In what is a reflection of the ultra-competitive nature of the Asian convertible bond business, controversy erupted on Friday over HDFC's $500 million debut CB issue.
Competitor banks were quick to criticize the deal and question the lead managers' announcement that the issue was two times subscribed. They pointed out that the deal had to be reoffered at 98.5 - which meant the four lead managers had lost around $2.5 million on the trade. They also asserted that a large portion of the deal was rumoured to be sitting on the four banks' proprietary trading desks. Surely, they asked, if the deal was two times covered, there would be no need for the lead managers to be holding around $40-50 million each?
The critics believe the deal was not widely distributed and reckon the trade was driven by one anchor investor out of Europe that bought $100 million.
Meanwhile, the lead managers - ABN AMRO Rothschild, Barclays Capital, Citigroup, and JPMorgan - did not deny that in reoffering the deal at 98.5, they had lost around $625,000 each. But they stood by their announcement that the deal was two times subscribed. "This was basically a franchise transaction," said one of the lead managers. "There was a lot of competition to get this deal - since it is the first convertible bond for a bank out of India - and many of our competitors are upset not to have won. That explains the criticisms they are levelling."
The deal, which has a conversion premium of 55.6% and a yield to maturity of 4.62%, is the largest convertible bond ever from India, and is likewise the largest from Asia this year. New regulations in India now allow banks to issue convertible bonds, and this deal is expected to be the first of several to hit the market from Indian banks. It is for that reason that this is considered to be a "franchise transaction".
The lead managers say they took a very aggressive view on the bond, and while they would not confirm the amount of the deal sitting on their prop desks, it is reckoned to be about $160 million. However, one source said these prop positions were not taken because of lack of demand for the bonds but because the proprietary desks believe these bonds will trade well in the coming months and that the trading gains can be used to offset the underwriting loss.
The lead managers have an optimistic view on HDFC's stock and the Indian housing sector - to which HDFC lends.
And HDFC appears to have attained its objective and got very cheap funding from the trade. HDFC has no outstanding US dollar debt, but it is estimated that straight five year US dollar debt would have cost the bank 5.3-5.4%.
As one of the bankers involved noted: "HDFC is happy, and the investors who bought the deal are happy. We think this is an important deal for our franchises in India and so we were prepared to take the underwriting loss."

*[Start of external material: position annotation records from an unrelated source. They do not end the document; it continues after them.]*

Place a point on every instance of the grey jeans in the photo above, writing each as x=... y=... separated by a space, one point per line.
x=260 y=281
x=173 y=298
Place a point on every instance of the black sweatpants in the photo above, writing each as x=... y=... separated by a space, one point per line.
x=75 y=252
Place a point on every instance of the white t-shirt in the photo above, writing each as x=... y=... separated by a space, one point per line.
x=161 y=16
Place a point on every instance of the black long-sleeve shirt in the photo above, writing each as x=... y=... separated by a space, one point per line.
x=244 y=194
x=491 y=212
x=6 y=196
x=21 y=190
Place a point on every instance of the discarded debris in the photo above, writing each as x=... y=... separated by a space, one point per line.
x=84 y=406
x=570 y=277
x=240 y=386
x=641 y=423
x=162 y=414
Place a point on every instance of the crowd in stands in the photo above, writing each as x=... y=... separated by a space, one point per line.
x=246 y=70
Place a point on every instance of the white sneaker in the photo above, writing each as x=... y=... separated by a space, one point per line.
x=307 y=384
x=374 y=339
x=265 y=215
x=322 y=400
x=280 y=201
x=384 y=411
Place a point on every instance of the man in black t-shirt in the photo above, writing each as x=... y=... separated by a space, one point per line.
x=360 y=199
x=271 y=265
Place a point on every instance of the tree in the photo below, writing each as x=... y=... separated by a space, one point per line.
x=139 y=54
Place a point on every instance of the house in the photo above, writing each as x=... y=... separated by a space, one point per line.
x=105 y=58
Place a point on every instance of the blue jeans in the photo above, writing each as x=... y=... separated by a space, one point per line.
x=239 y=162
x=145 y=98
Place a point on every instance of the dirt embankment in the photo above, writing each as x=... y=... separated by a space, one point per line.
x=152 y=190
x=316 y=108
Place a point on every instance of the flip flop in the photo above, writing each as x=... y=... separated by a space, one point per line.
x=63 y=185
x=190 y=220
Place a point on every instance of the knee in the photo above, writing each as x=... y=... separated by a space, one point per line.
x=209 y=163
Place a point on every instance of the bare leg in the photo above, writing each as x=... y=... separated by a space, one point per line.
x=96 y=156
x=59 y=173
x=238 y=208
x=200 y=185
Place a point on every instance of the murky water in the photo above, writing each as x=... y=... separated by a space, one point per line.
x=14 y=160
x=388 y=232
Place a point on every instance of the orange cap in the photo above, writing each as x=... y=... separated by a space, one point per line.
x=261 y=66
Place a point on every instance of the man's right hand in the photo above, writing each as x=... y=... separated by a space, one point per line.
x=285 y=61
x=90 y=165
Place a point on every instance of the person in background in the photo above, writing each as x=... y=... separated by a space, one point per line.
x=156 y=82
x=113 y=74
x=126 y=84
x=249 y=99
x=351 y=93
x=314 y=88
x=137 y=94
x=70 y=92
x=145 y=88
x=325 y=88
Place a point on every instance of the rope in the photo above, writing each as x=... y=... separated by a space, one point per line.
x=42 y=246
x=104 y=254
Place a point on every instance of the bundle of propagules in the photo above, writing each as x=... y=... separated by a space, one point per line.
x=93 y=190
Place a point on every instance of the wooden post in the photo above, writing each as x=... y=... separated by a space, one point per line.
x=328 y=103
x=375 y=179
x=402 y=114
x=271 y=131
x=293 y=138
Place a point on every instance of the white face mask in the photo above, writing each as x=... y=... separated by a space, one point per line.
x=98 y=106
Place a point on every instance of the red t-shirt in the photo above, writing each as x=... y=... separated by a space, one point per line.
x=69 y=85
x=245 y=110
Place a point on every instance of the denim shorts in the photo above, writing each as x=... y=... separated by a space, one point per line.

So are the rivals' criticisms unwarranted and just evidence of typical investment banker sour grapes? Well, in the sense that the only party that got hurt were the lead managers, yes. But the deal does have more unfortunate ramifications. What this transaction demonstrates is that with so much competition among banks to win deals, the economics of the convertible bond business have taken a battering. This HDFC transaction perhaps represents a new stage in that downward spiral - where banks are prepared to underwrite at a substantial loss in order to win key CB deals. This cannot be good news.